UK embassy staff allege Taliban beatings and torture in Afghanistan
More than 100 men who worked at the British embassy in Afghanistan remain in the country, with some telling the BBC they have been beaten and tortured.
The men worked for the global security company, GardaWorld, and many had been in post for more than a decade.
Several shared photos of injuries they say were caused by the Taliban.
The UK government says it has evacuated more than 15,000 people since last year and is working to bring more to the UK.
A spreadsheet listing the names of more than 150 men who worked at the embassy and still live in the country has been seen and verified by BBC Two's Newsnight.
One man, who cannot be named to protect his identity, said he was recently beaten by the Taliban because of his previous job as a guard at the embassy.
"I was sitting outside when gunmen approached me, one of [them] attacked me," he said.
"They said you were working for the British embassy. They started beating me and they threw me on the ground. They attacked me again and again."
"They attacked me again and again," one man said
Another former guard said a militant hit him over the head with the butt of a rifle. He says he was only released after the Taliban was convinced he no longer worked for the British.
This week, the UK government said the men would be able to apply to come to the UK from 20 June as part of its Afghan citizens resettlement scheme (ACRS), which is primarily targeted at those who assisted the UK efforts in Afghanistan.
It was officially launched in January but application requests can only be submitted from next week. Critics say that is too little, too late.
A separate government scheme, the Afghan Relocations and Assistance Policy (ARAP), aimed to relocate those who were employed directly by the British government, including interpreters who helped British forces.
One Afghan who came to the UK earlier this year under ARAP said many of his former colleagues from the embassy were being threatened on a daily basis. He is not being named to protect his family who remain in Afghanistan.
"I feel like the British have been disloyal," he said. "They made a promise - these men worked hard for them and now their lives are at risk.
"I can't sleep or eat without thinking of what they're going through. They message me constantly asking for help."
This week armed forces minister James Heappey told the Commons 9,500 Afghans have already been successfully relocated to the UK under the ARAP scheme.
But he said thousands more still remained in Afghanistan. "We think we've got about the same to go in terms of the number of people who are eligible," he said.
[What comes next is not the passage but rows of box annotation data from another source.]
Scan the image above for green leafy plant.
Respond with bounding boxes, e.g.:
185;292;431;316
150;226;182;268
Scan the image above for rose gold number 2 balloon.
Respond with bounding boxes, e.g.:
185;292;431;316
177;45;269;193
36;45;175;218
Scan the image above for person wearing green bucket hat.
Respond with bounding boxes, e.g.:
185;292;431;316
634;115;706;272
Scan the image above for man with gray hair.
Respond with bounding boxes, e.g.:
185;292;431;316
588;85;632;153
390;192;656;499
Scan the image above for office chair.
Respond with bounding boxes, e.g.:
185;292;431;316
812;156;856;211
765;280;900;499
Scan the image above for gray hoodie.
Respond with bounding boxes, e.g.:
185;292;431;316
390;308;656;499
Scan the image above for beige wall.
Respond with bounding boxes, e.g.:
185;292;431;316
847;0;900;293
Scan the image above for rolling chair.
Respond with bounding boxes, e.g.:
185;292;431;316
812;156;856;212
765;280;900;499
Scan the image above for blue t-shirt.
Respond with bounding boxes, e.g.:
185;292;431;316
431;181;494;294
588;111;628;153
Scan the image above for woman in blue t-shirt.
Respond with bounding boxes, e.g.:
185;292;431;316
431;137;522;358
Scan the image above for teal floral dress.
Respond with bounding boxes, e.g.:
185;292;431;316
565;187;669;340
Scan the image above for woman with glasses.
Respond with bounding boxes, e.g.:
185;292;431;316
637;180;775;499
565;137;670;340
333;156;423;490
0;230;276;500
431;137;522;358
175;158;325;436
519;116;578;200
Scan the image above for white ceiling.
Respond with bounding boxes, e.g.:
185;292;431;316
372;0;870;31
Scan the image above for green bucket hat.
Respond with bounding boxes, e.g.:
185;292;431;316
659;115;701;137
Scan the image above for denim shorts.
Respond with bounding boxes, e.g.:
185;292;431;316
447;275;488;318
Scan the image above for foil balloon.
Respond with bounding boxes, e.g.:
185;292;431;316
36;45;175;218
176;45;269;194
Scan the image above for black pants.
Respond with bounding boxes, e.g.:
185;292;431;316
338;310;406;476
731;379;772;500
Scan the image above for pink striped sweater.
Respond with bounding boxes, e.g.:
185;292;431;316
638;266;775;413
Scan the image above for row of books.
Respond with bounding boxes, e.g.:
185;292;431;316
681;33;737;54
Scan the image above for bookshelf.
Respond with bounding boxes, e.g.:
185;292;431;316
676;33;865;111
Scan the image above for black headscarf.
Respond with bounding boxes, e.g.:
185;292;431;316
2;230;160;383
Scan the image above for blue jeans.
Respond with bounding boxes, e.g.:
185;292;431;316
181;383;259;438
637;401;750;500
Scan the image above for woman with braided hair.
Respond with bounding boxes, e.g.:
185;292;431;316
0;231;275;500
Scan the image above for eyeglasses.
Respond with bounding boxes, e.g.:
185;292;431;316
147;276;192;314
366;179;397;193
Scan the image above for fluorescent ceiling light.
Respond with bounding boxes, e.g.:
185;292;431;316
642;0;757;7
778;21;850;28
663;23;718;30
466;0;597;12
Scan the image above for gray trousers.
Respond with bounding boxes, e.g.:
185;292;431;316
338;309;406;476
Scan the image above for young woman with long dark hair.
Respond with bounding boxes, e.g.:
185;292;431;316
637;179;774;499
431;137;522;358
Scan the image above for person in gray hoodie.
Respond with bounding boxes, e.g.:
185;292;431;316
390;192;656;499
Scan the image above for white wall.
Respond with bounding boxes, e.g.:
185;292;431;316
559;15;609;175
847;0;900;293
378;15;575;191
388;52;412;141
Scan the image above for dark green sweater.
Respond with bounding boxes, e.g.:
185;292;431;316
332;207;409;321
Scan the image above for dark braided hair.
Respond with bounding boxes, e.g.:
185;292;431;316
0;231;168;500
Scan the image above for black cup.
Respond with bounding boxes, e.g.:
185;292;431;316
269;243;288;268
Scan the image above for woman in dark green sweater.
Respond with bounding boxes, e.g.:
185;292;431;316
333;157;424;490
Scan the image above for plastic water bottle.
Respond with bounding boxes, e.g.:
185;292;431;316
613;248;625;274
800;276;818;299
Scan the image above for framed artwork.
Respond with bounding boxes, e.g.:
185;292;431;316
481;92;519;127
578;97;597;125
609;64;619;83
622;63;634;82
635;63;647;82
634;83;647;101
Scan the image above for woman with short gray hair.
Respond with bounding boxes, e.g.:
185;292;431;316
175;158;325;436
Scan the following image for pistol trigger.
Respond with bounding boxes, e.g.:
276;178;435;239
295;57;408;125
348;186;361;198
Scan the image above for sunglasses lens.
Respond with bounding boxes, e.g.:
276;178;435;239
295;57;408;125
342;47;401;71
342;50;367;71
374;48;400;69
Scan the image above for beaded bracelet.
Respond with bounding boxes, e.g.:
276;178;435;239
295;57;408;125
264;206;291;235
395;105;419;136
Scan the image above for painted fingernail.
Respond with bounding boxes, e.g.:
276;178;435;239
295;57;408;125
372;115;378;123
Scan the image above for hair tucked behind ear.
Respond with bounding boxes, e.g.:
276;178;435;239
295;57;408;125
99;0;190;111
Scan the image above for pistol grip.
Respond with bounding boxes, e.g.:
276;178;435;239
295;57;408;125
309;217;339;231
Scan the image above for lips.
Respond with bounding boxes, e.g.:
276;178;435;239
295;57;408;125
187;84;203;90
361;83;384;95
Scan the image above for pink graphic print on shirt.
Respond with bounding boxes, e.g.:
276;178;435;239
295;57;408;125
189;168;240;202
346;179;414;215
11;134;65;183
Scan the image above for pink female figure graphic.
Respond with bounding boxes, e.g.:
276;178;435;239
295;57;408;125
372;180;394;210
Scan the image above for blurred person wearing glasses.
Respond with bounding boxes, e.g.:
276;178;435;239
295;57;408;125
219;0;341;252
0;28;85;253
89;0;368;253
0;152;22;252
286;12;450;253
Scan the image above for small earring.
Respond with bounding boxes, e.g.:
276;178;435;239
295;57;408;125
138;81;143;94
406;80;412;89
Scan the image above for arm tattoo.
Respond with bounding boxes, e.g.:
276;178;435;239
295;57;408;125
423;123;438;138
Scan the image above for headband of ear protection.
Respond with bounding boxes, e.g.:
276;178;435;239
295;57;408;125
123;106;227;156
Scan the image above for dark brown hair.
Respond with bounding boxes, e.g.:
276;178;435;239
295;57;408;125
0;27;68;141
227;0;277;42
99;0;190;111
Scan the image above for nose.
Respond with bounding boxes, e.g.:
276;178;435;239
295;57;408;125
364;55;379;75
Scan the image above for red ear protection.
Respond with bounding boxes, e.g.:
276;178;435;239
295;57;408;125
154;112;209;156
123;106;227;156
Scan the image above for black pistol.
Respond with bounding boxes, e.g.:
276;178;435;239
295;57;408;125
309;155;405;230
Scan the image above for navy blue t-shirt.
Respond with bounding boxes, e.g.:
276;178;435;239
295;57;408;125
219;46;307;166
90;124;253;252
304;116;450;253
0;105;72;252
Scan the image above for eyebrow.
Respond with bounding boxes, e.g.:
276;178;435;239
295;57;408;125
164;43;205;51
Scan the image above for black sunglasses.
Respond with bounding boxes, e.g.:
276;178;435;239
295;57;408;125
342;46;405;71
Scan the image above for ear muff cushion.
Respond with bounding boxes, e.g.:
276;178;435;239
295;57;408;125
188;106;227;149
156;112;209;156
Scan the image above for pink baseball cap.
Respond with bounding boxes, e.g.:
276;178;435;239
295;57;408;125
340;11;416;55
The British Embassy in Kabul has suspended operations there since the Taliban takeover
The human rights charity, Azadi, works to support and evacuate targeted Afghans. Sarah Magill, the charity's director, said there had been no explanation why it had taken so long to begin the next process.
"Through their inaction the government has caused incalculable trauma," she said. "It is a deeply inhumane way to treat a body of staff entrusted to keep British ministers and civil servants safe."
The government has faced fierce criticism of its handling of the evacuation in Afghanistan last summer, with one group of MPs saying there had been a "total absence of a plan for evacuating Afghans who supported the UK mission".
At the height of the Taliban takeover the government issued a statement, saying: "We will help all those Afghan security guards contracted through GardaWorld to protect the embassy.
"They will be granted the right to enter the UK and we are now working through the challenging logistics of getting them out of Kabul."
A UK government spokesperson said: "Our staff worked tirelessly to evacuate over 15,000 people to safety from Afghanistan within a fortnight in the biggest and fastest emergency in recent history. We are still working hard to assist the people of Afghanistan, having already helped over 4,600 individuals to leave the country since the end of the military evacuation.
"We have opened the Afghanistan Citizen Resettlement Scheme, one of the most ambitious resettlement programmes in the world and the first bespoke scheme in Europe to begin resettling evacuees and individuals."
GardaWorld added: "Since the closure of the British Embassy in Kabul, we have been working tirelessly with the UK government to ensure the maximum take-up for our Afghan staff on the UK resettlement schemes."